La Cour suprême a infligé de lourdes peines de prison à quatre proches d’Oomar Karrimbuccus, reconnus coupables d’avoir facilité une vaste opération de trafic de drogue portant sur plus de 100 kilos d’héroïne, d’une valeur estimée à plus de Rs 1,5 milliard.
Dans son jugement rendu ce mercredi 6 mai 2026, le juge M.S. Manrakhan a estimé que les accusés avaient joué un rôle essentiel dans l’opération en fournissant du carburant, de la nourriture, de l’eau, un téléphone satellite et du matériel logistique destinés à permettre la récupération de la cargaison de drogue en haute mer près du Soudan Bank.
L’affaire remonte à octobre 2018. Après une première tentative avortée en raison du mauvais temps, Oomar Karrimbuccus et ses complices étaient repartis en mer le 26 octobre à bord d’une autre embarcation afin de récupérer la cargaison d’héroïne. Leur bateau étant tombé en panne et manquant de carburant ainsi que de vivres, les quatre accusés étaient intervenus pour leur porter assistance.
Le tribunal souligne que les preuves démontrent clairement que les accusés « agissaient de concert dans une entreprise commune ». Parmi les éléments retenus figurent la remise de Rs 40 000 pour l’achat de carburant, l’acquisition d’un téléphone satellite, ainsi que l’achat collectif de nourriture, d’eau et de bidons d’essence.

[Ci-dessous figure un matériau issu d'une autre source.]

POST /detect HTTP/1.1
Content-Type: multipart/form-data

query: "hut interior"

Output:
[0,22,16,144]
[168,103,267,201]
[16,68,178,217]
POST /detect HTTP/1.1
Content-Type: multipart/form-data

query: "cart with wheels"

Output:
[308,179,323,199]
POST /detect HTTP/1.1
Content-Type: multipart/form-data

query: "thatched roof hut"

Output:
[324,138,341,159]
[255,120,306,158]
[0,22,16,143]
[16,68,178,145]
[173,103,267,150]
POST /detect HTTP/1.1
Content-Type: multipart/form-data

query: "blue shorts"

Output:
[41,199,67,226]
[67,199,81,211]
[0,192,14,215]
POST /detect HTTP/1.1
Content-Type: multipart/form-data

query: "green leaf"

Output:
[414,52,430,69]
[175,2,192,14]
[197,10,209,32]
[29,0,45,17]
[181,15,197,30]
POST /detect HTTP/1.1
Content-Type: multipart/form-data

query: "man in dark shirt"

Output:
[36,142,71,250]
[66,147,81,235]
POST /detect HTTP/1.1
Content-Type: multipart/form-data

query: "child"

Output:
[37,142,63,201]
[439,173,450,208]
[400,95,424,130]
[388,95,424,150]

Bien qu’ils aient plaidé coupable, les accusés ont soutenu qu’ils croyaient venir en aide à Oomar Karrimbuccus qu’ils pensaient en difficulté lors d’une sortie de pêche. Une version catégoriquement rejetée par la Cour.
Dans des remarques sévères, le juge Manrakhan affirme que cette explication est « totalement invraisemblable » au regard des preuves objectives. Il relève notamment que l’organisation de l’assistance, l’achat d’un téléphone satellite, les importantes quantités de carburant acquises et les déplacements coordonnés des quatre accusés ne correspondaient nullement à une simple mission de secours en mer.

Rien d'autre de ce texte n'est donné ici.